Di bawah kendali Amerika, perjanjian demi perjanjian pun dilakukan demi solusi dua negara yang terus digadang-gadang bisa menghentikan konflik bangsa Yahudi dan Palestina. Pada September 1993 dan 1995, terjadi Perjanjian Oslo I dan II yang menetapkan pembentukan Otoritas Nasional Palestina di jalur Gaza dan sebagian Tepi Barat dengan Arafat (PLO) sebagai pemimpinnya.

Kedua belah pihak pun, baik negara ilegal Yahudi maupun Otoritas Nasional Palestina, satu sama lain saling mengakui eksistensinya hingga gerakan Intifada I pun padam dengan sendirinya. Padahal, perjanjian ini jelas-jelas makin melegitimasi okupasi Zion*s Yahudi atas tanah Palestina. Terbukti, upaya Yahudi merebut seluruh tanah Palestina terus terjadi. Bahkan, pemimpin mereka terus melakukan provokasi yang membangkitkan kembali semangat perlawanan kaum muslim Palestina. Hingga pada 2000, pecah gerakan Intifada II setelah penyelenggaraan KTT Perdamaian Timur Tengah di Camp David pada Juli 2000. KTT antara Presiden AS Bill Clinton, Ehud Barak, dan Yasser Arafat itu pun lagi-lagi gagal total.

Ironisnya, hingga hari ini, perbincangan atas solusi Palestina di semua meja pertemuan politik para pemimpin dunia, termasuk para penguasa muslim, terus berputar di sekitar gagasan solusi dua negara ini. Padahal, sudah sangat jelas bahwa solusi ini merupakan tipuan Barat dan tidak akan pernah mampu menciptakan perdamaian yang terus digembar-gemborkan.

Betapa tidak?
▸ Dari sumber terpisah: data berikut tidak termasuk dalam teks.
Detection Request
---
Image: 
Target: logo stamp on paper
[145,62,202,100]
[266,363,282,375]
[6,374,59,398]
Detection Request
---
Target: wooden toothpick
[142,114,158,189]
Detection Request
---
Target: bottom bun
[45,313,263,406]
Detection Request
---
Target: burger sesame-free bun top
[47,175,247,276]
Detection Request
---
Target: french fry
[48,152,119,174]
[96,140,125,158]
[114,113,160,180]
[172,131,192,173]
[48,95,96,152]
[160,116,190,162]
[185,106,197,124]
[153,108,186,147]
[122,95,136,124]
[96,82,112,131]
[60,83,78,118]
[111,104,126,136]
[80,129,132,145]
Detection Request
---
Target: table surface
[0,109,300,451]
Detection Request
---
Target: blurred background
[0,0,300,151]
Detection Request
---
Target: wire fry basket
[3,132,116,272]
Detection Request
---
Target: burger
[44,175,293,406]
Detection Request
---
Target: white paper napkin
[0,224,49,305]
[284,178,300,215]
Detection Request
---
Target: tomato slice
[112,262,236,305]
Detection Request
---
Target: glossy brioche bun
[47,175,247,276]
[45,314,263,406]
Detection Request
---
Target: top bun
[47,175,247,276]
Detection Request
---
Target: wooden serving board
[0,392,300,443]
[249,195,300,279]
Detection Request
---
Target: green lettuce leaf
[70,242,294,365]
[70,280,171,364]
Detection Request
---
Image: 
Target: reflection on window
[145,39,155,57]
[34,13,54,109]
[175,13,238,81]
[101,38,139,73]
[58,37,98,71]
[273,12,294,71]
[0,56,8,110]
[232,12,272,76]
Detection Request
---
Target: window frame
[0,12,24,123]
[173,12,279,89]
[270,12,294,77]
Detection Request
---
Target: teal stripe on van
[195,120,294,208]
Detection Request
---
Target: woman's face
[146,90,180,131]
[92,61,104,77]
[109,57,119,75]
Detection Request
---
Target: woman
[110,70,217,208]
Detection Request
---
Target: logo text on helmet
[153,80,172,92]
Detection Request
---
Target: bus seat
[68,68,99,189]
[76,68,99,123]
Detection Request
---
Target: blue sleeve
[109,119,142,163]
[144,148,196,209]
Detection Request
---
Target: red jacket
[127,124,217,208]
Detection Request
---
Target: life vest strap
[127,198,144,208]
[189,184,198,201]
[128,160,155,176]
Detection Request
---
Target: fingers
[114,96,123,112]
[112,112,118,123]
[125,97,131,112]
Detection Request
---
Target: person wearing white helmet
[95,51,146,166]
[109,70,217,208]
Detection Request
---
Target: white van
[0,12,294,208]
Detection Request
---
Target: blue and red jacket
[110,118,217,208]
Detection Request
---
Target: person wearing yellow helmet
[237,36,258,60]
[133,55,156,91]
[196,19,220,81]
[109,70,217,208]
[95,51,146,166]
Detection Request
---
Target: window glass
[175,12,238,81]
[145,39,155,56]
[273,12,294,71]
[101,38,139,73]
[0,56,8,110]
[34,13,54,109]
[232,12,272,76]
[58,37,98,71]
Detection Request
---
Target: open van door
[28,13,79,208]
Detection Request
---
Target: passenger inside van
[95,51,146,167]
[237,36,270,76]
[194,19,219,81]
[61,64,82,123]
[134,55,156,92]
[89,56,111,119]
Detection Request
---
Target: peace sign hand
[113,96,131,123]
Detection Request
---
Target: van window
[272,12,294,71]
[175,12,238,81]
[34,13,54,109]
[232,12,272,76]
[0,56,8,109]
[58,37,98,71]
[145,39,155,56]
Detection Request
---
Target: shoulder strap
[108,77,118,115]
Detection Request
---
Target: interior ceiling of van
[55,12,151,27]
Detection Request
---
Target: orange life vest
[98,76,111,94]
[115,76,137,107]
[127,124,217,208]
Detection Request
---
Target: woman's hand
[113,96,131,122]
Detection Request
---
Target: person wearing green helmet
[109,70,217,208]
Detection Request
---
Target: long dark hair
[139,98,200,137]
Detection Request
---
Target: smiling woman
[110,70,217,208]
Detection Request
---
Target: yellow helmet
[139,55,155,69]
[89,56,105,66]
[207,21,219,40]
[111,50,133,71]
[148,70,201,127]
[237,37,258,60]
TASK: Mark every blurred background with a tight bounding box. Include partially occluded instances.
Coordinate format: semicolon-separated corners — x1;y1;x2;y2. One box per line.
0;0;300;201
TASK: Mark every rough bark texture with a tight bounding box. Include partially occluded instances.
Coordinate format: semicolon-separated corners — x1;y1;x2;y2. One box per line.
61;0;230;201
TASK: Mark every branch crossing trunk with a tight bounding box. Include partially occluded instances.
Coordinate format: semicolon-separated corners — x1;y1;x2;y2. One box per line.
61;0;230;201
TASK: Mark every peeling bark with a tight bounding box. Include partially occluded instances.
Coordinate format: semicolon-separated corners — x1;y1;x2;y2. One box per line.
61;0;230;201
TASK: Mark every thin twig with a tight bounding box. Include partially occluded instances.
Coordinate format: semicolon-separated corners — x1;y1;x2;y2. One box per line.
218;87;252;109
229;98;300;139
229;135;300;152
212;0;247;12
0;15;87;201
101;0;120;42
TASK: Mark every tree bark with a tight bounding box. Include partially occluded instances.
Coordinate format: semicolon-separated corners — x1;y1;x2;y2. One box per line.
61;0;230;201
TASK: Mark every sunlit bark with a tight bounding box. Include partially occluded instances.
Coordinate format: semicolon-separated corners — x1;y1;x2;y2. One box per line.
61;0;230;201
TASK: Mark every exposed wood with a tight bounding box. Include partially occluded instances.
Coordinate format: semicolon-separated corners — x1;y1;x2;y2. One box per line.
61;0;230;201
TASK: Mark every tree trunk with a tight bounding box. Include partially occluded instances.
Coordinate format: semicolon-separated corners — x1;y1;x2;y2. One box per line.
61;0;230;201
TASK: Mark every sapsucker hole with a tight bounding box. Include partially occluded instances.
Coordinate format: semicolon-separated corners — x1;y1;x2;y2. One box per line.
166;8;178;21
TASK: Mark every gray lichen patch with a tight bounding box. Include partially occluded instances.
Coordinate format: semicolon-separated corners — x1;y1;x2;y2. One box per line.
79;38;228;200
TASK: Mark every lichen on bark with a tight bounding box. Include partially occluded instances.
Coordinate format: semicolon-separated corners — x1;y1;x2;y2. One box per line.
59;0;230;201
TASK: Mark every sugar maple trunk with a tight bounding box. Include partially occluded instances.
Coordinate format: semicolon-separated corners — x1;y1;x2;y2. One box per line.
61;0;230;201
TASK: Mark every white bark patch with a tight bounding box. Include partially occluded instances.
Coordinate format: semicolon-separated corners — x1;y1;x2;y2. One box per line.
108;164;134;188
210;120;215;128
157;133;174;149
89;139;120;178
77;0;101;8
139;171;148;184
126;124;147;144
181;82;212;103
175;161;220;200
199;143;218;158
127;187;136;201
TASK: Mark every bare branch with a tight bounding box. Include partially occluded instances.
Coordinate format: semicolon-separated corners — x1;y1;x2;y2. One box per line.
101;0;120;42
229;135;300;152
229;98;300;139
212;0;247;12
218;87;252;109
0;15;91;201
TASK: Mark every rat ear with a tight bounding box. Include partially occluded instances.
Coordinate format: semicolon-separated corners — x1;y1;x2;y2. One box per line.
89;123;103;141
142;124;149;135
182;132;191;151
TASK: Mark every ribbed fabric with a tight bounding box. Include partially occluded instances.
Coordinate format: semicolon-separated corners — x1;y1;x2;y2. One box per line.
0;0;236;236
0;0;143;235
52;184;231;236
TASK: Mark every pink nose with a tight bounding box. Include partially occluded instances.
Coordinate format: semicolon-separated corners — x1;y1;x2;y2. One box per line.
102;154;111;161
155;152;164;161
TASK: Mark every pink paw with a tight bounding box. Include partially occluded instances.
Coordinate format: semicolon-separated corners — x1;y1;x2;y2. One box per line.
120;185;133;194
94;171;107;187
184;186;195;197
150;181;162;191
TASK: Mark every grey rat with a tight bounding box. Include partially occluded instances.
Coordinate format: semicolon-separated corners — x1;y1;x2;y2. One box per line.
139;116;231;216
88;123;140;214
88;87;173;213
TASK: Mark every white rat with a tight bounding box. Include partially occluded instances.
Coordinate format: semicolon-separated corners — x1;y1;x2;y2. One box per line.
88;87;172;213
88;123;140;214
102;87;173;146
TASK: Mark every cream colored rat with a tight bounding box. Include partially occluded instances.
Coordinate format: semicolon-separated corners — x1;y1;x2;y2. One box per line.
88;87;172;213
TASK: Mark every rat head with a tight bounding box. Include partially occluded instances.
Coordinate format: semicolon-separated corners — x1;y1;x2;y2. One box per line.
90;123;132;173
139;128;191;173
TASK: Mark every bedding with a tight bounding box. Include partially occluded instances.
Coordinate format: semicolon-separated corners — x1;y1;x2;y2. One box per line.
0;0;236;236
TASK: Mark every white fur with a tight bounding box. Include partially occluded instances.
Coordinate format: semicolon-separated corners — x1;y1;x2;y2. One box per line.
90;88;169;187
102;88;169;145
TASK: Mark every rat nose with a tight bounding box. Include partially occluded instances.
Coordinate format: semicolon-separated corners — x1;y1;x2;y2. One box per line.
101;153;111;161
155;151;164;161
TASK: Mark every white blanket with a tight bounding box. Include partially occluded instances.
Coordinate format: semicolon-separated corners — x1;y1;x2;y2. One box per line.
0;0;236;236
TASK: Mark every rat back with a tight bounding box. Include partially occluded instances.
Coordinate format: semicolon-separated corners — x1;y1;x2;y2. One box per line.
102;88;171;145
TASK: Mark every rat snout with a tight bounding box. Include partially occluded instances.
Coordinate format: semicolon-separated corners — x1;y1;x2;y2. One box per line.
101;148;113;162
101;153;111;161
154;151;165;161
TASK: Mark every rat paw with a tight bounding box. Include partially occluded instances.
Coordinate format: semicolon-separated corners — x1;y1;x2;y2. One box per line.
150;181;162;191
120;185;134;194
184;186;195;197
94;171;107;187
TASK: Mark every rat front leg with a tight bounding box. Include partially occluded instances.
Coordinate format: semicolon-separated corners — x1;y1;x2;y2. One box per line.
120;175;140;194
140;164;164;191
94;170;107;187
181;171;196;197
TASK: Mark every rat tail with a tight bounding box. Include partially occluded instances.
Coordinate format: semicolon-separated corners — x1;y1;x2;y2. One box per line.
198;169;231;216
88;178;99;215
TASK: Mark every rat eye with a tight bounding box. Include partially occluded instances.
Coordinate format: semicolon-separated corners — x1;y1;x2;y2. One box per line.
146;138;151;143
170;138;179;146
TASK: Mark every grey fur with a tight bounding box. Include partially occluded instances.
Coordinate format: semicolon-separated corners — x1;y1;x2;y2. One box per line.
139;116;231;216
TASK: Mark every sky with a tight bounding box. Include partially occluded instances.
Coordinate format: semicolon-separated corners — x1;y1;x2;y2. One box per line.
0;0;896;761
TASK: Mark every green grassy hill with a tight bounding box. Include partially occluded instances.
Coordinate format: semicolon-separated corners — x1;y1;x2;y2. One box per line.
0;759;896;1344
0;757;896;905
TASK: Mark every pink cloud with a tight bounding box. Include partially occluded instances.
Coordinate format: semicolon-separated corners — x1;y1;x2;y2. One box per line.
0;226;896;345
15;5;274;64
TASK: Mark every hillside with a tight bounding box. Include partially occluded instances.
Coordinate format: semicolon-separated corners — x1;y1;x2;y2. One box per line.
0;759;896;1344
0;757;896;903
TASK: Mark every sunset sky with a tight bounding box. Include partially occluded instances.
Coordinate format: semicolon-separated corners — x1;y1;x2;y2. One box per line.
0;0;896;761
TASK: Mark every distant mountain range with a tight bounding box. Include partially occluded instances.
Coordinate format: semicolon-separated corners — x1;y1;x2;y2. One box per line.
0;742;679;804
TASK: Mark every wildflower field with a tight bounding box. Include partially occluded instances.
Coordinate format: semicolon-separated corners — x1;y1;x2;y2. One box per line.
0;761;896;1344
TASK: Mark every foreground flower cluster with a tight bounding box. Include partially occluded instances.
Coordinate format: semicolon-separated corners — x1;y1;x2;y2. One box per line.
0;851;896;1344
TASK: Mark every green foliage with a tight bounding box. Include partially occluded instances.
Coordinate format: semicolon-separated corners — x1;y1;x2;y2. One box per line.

Akar persoalan Palestina adalah adanya entitas politik Yahudi di wilayah Palestina yang justru diciptakan dan eksistensinya terus didukung oleh Barat. Lantas bagaimana bisa, bangsa Palestina dipaksa menyerahkan hak milik mereka kepada pihak yang sengaja dan tanpa malu merampasnya? Bagaimana bisa pula, umat Islam dunia dan para pemimpinnya ramai-ramai mengamini propaganda Barat tentang solusi dua negara? Padahal, semestinya mereka berdiri di pihak Palestina dan turut menolong saudara seiman mereka mengusir penjajah dengan segala daya.

Terlebih tampak bahwa entitas Yahudi tidak paham bahasa manusia. Karakter jahat yang ada pada diri mereka sudah sampai pada puncaknya. Bahasa perdamaian, perjanjian, dan sejenisnya tidak berlaku untuk mereka. Bagi mereka, jangankan membantai musuh-musuhnya, membantai saudaranya sendiri absah demi memuluskan ambisi politik mereka.

Itulah yang tampak pada tahun belakangan ini. Nyaris 50 ribu nyawa muslim Palestina tidak berdosa mereka bantai tanpa belas kasihan. Gaza mereka bumi hanguskan dengan beribu alasan, sedangkan para pemimpin dunia masih berkoar-koar soal solusi dua negara. Mereka tega membiarkan jutaan manusia menderita di tangan sebuah entitas kecil yang sejatinya—jika mau—bisa mereka tumpas cukup dengan satu pukulan saja.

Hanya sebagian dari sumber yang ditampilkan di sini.